(57b) CO2-Assisted Oxidative Dehydrogenation of Alkanes on Supported Mo2c Catalysts

Conventional methods for light olefin production, such as steam cracking or dehydrogenation, are energetically expensive. Oxidative dehydrogenation (ODH) of light alkanes is a suitable alternative, though unselective overoxidation limits its use. Using CO₂ as an oxidant in ODH suppresses the over oxidation of products, improving product selectivity. Design of suitable catalysts with high activity and selectivity and resistance to coking pose challenges in the application of this process. Molybdenum carbide (Mo₂C) is a potential candidate for CO₂-ODH due to its high activity for CO₂ activation and alkane dehydrogenation. The catalytic performance of Mo₂C is dependent on pre-treatment methods, reaction conditions, and the support and promoters used. The addition of support materials influences the acid and base prop­erties of the catalyst surface, which can affect CO₂ and alkane activation.

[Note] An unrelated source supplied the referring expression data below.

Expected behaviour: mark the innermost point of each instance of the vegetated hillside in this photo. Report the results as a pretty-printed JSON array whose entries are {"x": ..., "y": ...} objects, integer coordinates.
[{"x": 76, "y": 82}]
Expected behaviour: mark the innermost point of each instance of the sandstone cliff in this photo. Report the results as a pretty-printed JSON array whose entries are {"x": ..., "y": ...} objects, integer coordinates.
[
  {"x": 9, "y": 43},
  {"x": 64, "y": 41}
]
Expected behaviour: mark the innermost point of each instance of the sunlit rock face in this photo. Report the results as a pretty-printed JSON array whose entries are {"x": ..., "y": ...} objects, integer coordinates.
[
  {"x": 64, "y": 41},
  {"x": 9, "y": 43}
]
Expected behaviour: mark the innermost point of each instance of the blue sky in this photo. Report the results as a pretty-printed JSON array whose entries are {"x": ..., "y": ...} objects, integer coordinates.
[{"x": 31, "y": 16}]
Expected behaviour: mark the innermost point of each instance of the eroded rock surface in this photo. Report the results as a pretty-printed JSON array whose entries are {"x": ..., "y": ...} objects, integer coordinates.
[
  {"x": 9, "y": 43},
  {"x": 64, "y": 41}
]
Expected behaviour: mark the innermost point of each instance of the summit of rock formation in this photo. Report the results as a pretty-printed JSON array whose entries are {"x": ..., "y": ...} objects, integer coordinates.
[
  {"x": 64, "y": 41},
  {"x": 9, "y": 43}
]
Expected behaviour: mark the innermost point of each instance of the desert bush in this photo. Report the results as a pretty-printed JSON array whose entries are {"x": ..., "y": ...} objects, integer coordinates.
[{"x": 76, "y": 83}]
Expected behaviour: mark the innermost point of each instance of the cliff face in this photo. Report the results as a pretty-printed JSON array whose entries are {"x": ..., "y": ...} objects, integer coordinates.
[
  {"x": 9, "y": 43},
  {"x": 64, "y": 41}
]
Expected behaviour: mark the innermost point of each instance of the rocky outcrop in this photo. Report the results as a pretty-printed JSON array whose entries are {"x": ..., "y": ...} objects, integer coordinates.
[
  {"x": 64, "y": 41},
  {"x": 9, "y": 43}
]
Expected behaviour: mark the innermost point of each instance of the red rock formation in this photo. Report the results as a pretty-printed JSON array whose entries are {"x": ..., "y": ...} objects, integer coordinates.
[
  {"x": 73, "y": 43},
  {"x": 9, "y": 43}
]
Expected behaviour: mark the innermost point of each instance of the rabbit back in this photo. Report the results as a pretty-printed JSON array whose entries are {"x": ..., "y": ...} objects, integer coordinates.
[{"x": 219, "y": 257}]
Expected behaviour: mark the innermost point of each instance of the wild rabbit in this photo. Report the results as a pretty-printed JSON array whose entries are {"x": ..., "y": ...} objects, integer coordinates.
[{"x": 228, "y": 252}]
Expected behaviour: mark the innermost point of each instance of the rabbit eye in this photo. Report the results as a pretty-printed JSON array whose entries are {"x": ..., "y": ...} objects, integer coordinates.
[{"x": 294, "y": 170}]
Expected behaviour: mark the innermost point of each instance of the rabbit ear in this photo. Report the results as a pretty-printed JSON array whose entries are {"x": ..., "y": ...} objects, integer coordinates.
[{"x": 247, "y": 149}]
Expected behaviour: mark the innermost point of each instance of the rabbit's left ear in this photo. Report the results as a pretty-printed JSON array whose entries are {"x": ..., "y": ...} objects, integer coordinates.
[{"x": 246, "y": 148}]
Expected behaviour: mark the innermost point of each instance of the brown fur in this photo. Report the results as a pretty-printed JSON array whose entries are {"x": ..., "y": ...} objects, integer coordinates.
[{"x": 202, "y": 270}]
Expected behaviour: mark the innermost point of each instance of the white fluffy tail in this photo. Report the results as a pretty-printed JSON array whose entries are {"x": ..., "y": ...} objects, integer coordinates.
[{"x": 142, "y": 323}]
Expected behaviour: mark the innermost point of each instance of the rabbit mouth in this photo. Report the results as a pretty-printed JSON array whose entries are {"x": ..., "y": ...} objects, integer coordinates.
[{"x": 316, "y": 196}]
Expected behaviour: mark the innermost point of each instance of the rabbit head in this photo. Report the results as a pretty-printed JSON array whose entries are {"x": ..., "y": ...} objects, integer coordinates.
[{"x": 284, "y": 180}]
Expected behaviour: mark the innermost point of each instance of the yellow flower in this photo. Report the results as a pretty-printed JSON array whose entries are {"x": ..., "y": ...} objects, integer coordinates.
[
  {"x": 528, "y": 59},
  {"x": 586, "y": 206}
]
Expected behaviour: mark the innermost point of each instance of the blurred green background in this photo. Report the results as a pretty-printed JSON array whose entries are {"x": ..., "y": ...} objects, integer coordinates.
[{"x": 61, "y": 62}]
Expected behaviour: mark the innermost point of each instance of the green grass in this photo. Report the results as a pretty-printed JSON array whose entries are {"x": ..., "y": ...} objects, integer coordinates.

This work investigates CO₂-assisted ODH of ethane (C₂H₆) over Mo₂C and supported Mo₂C catalysts. Among various supports, SBA-15, a silica-based ordered mesoporous material, shows better activity, arguably due to the higher specific surface area, large pore diameters and low surface acidity. Unsupported and supported Mo₂C catalysts are synthesized and the role of the carburization process is investigated. The catalysts are characterized using standard techniques. CO₂-assisted C₂H₆ ODH is studied on bare (without pre-treatment) and CO₂ pre-treated catalyst surfaces. The better activity of CO₂ pre-treated catalysts indicates that an optimum oxygen coverage or an oxy-carbide surface is required for C₂H₆ and CO₂ activation on Mo₂C catalysts. The SBA-15 supported Mo₂C catalyst showed higher conversion, better stability and significant selectivity to ethylene. Detailed kinetic measurements are carried out and the role of temperatures, reactant partial pressures and co-reactants is investigated. Furthermore, mechanistic details will be analyzed with the help of operando spectroscopy and transient analyses under CO₂-ODH conditions.